Q-Force’s First Trailer Wants in on All the Corporate Gay Pandering

Q-Force’s First Trailer Wants in on All the Corporate Gay Pandering
The members of Q-Force gathering at their base. (Image: Netflix)

When Netflix first announced Q-Force back in 2019, the animated series sounded like a queer sendup of the James Bond franchise and other stories about hypermasculine superspies that have been fixtures in the genre space for decades. But Q-Force’s first trailer makes it pretty clear that the energy it’s going for is less 007 and more Totally Spies, aimed at the nearing-middle-age adults who first watched that series when it was first airing back in 2001.
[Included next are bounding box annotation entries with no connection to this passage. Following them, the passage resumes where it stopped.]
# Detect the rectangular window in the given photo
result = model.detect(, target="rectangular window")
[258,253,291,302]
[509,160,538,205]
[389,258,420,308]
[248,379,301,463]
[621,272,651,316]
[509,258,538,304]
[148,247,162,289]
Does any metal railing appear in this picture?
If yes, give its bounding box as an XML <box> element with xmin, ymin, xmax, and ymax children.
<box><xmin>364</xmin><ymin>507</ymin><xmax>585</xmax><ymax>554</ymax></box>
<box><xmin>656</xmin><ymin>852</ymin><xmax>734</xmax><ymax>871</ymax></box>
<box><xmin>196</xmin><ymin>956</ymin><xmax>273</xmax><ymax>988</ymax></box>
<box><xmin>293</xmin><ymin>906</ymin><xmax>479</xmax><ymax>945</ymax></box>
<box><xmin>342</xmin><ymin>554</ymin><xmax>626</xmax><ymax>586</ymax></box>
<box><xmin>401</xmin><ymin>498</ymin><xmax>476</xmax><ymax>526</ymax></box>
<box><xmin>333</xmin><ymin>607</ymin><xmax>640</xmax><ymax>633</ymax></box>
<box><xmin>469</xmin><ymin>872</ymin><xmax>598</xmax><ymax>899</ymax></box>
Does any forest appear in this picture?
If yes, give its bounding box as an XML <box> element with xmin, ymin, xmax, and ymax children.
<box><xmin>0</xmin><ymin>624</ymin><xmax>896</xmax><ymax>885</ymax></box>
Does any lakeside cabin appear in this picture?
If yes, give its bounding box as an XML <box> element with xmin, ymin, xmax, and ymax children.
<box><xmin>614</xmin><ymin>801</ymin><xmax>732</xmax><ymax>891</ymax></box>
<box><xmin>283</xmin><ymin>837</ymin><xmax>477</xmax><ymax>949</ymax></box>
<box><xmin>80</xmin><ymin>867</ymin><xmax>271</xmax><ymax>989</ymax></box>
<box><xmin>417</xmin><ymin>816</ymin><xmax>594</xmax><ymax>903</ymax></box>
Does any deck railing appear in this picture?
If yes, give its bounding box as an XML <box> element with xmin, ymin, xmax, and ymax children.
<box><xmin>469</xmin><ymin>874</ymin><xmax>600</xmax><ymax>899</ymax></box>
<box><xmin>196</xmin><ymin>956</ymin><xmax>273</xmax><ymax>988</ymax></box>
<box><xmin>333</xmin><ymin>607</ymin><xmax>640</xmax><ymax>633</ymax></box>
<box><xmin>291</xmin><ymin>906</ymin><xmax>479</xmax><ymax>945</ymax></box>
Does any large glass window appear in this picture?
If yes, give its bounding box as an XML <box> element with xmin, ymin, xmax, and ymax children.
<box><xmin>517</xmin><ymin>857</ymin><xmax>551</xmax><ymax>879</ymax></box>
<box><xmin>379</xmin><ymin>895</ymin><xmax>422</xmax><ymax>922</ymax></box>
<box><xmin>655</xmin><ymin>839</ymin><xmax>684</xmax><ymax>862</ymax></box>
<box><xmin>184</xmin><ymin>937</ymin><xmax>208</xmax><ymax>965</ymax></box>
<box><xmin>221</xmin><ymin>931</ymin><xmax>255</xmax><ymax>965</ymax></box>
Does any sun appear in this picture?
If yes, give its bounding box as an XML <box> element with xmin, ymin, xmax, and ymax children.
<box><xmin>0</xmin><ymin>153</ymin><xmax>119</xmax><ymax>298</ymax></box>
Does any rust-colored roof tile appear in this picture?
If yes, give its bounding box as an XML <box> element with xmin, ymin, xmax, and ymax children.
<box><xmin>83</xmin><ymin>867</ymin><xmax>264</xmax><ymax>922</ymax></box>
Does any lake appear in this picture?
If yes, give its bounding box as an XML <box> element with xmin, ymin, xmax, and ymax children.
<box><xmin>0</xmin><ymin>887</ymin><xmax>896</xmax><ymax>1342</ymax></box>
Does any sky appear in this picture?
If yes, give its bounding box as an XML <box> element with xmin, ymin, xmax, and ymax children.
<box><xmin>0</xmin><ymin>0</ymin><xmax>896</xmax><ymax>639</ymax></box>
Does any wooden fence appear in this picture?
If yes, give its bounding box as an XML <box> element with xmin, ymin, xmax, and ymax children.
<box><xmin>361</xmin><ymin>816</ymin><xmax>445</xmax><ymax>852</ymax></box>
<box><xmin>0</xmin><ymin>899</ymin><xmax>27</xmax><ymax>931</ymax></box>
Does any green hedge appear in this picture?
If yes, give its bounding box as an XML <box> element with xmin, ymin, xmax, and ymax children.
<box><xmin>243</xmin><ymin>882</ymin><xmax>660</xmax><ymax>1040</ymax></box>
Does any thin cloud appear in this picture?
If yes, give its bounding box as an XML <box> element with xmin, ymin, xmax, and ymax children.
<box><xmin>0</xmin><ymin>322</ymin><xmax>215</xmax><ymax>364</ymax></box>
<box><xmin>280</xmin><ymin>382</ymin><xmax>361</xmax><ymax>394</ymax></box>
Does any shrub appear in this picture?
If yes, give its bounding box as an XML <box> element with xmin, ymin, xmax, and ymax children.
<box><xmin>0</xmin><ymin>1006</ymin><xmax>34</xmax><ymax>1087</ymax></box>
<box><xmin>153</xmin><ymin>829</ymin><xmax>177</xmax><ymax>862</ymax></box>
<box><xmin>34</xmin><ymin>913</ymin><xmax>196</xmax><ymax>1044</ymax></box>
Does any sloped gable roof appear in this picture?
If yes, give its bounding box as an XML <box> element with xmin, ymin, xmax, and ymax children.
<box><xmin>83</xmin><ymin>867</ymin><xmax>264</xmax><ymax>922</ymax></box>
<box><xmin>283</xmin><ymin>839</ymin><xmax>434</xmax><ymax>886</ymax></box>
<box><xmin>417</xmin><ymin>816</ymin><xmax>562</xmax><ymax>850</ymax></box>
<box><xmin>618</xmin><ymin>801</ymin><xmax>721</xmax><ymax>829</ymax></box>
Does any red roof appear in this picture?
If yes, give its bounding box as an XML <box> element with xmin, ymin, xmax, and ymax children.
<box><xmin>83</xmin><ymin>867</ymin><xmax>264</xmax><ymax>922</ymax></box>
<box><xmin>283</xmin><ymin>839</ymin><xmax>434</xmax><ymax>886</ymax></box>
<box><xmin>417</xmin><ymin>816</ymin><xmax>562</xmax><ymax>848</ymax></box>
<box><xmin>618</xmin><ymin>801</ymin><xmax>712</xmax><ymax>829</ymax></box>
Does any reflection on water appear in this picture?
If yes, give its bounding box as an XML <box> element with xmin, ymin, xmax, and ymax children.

Q-Force’s trailer introduces Steve Maryweather (Sean Hayes), a former member of the American Intelligence Agency who was once one of its most valued assets until he came out of the closet. After the AIA tries to write off Maryweather, aka “Agent Mary,” by assigning him to their West Hollywood branch, he rejects the organisation’s plans to minimise his talents and forms his own ragtag team. They include fellow queer geniuses like mechanics specialist Deb (Wanda Sykes), a disguise expert whose name is literally just Twink (Matt Rogers), and Stat (Patti Harrison), the squad’s tech expert. Rounding out Q-Force is Agent Buck (David Harbour), the sole straight man counted among them who’s only on the team because the AIA requires it despite the fact that everyone else is perfectly capable of doing their jobs.

Q-Force seems to have a similarly raunchy energy to it that Netflix’s Super Drags did. But where that series’ outsized characters tended to feel more like a knowing attempt at lovingly poking fun at queer culture while focusing on the subversion of gender, Q-Force’s premise and the jokes in the trailer come across like a much more tame and recognisable go at the kind of queer pandering the show itself calls out.

Trailers can be deceiving, and Q-Force might end up having something interesting to say when it premieres, but it won’t likely be part of this year’s Pride discourse, as the show doesn’t hit Netflix until September 2.